The case for using Elixir try/rescue
Introduction
According to the Elixir doc, it is rare to need to use try/rescue. That’s partly because the elixir/erlang philosophy of letting it crash.
Recently I ran into a case where using try/rescue makes a lot of sense.
The scenario goes like this: We use Elixir/Phoenix to render the front end from the server side. For a page, we have view helpers, something like:
def render_some_view(params) do
# Convert params into a %ApiParams{} struct
transformed_params = transformed_params(params)
# Fetch data from api
api_data = call_api!(transformed_params)
render('partial.html', api_data)
end
The crash
What happened was that, the other team updated the struct of ApiParams
. It subtly broke the call_api!/1
call because it didn’t have a fallback function to
# :field1 and :field2 would not show up together any more
def call_api!(%{ApiParams{field1: v1, field2: v2}) do
# ...
end
As a result, the function returns a FunctionClauseError
and crashes the view helper.
If this was a back-end process, it would fail and restart the server process. If error reporting is setup properly, dev teams would get notified.

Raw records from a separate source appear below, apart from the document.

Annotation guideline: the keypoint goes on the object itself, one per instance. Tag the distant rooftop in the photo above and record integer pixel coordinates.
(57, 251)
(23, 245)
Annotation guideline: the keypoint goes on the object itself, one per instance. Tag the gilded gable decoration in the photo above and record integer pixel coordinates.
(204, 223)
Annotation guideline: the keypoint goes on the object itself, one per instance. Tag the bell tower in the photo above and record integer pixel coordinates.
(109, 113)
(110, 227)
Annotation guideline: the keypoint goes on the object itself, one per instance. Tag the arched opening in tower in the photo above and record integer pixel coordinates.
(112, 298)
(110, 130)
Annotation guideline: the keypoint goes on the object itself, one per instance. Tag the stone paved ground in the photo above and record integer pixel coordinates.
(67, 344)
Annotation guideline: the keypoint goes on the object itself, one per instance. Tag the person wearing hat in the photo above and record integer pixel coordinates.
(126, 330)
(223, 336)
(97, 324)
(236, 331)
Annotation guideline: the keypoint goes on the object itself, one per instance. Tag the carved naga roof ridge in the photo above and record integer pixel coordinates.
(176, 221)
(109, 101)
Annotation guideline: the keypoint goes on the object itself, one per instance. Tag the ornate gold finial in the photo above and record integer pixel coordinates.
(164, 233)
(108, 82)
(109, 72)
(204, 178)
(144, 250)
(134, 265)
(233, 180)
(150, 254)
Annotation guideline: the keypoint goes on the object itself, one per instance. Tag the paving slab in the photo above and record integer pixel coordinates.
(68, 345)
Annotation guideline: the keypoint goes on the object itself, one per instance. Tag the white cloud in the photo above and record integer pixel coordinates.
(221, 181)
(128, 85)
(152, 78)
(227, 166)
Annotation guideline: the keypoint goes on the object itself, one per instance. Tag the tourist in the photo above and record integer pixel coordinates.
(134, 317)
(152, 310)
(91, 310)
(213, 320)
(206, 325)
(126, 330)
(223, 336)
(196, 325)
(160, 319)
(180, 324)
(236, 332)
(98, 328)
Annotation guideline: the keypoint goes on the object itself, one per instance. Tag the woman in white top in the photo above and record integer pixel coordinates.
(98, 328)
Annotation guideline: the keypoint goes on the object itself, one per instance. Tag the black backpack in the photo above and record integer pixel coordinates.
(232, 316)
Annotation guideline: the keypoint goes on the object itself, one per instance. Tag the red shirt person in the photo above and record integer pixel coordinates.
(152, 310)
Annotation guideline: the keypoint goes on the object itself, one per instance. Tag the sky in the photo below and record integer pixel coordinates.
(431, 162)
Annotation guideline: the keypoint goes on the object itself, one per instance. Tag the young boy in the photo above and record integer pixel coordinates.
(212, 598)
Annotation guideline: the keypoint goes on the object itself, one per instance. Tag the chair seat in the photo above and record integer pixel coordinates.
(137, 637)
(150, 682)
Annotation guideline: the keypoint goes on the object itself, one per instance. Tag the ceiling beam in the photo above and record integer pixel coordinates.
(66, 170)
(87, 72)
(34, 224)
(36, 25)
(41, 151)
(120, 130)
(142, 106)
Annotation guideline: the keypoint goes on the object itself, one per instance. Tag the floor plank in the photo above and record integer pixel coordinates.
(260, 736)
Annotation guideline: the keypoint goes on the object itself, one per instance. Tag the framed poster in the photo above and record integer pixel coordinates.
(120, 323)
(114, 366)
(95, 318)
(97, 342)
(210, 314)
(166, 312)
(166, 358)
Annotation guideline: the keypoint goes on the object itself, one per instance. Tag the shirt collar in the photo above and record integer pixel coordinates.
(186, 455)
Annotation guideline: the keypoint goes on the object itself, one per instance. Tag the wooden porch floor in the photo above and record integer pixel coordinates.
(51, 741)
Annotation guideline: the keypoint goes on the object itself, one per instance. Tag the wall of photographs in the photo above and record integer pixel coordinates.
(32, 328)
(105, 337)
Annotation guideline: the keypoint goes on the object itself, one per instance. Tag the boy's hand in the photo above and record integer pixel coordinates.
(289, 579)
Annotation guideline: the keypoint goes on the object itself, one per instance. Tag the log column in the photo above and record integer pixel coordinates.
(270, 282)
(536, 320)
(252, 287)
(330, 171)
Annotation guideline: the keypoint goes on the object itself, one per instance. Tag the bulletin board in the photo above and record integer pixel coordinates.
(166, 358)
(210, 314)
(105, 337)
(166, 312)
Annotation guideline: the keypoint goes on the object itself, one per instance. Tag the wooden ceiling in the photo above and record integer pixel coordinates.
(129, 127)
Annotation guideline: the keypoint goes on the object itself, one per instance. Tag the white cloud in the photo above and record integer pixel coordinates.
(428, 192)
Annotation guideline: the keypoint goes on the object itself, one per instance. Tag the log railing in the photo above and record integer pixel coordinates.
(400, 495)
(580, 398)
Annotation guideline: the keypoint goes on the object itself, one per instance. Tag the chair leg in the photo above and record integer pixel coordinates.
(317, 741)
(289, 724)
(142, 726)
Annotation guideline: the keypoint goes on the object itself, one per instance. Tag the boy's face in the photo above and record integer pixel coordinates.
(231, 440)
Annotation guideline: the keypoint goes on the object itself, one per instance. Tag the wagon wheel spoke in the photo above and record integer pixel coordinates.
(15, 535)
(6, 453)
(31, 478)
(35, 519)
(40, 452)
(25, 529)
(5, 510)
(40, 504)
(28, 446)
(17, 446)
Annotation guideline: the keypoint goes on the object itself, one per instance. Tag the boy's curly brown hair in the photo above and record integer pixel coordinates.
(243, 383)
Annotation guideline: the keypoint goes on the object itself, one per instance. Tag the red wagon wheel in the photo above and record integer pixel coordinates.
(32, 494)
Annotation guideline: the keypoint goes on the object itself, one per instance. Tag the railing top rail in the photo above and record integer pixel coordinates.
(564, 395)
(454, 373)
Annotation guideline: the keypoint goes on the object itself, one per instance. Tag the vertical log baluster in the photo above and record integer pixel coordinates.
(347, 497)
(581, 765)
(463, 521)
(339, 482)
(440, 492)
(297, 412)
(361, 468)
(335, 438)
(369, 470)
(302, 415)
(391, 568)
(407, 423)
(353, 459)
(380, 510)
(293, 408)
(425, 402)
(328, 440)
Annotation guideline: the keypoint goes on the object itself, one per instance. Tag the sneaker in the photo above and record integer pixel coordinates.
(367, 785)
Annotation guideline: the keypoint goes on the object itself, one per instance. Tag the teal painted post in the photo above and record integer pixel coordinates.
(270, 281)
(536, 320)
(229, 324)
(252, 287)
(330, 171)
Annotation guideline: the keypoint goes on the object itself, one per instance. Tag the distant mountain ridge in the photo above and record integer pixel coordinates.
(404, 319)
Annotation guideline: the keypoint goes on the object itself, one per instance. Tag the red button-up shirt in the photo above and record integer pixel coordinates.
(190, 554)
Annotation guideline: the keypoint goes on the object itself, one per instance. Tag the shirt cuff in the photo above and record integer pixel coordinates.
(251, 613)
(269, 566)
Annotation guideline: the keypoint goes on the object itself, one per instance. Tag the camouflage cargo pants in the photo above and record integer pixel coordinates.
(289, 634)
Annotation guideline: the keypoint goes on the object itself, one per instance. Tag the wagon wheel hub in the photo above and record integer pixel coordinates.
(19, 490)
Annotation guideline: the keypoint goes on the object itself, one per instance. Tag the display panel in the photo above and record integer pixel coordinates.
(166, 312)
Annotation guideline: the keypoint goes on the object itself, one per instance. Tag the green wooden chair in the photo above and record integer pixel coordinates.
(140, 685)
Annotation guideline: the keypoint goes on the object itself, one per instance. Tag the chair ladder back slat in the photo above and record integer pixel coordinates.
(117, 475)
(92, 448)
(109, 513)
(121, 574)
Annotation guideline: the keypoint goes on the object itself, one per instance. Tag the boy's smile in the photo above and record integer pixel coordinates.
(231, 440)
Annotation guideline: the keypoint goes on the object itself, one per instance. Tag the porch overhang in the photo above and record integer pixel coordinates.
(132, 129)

What makes things worse is that, this view helper is used in a landing page to render a section. When this failed, it crashed the entire page, even if all other sections are fine.
Now the business is asking: Can we put something in place to prevent the landing page from crashing?
One section failed? That’s fine. Just hide it.
This is where the try/rescue
setup comes in:
# Rename to bang function
def render_some_view!(params) do
# ...
end
def safe_render_some_view(params) do
try do
render_some_view!(params)
rescue
e in RuntimeError ->
# Notify error reporting service, e.g., Bugsnag
notify_reporting_service(e)
render_fallback_view()
end
end
This way, we 1) get notified about the failure, 2) tolerate bad views changes without crash the high-stakes pages.
It’s an anti-pattern?
In some sense, yes.
The try/rescue can seem a bit over-defensive, which is a smell, or indicator of dysfunctional teams.
You can argue that, if we had better test coverage, this kind of errors should not happen.
I argue that, when team is large, and the code is evolving fast, putting things in place is necessary, especially for high stake pages. It buys us time and reduces the urgency when things break.
Alternatives
You can use return tuples, e.g., {:ok|:error, _}
to inform the callsites about the return status. In our case, we have the bang API call (which isn’t always controlled by our team). Also, changing to return tuples required touching all render functions which requires some work.
Although it seems heavy-handed, it is a good defence to frequent code changes to the view by multiple teams.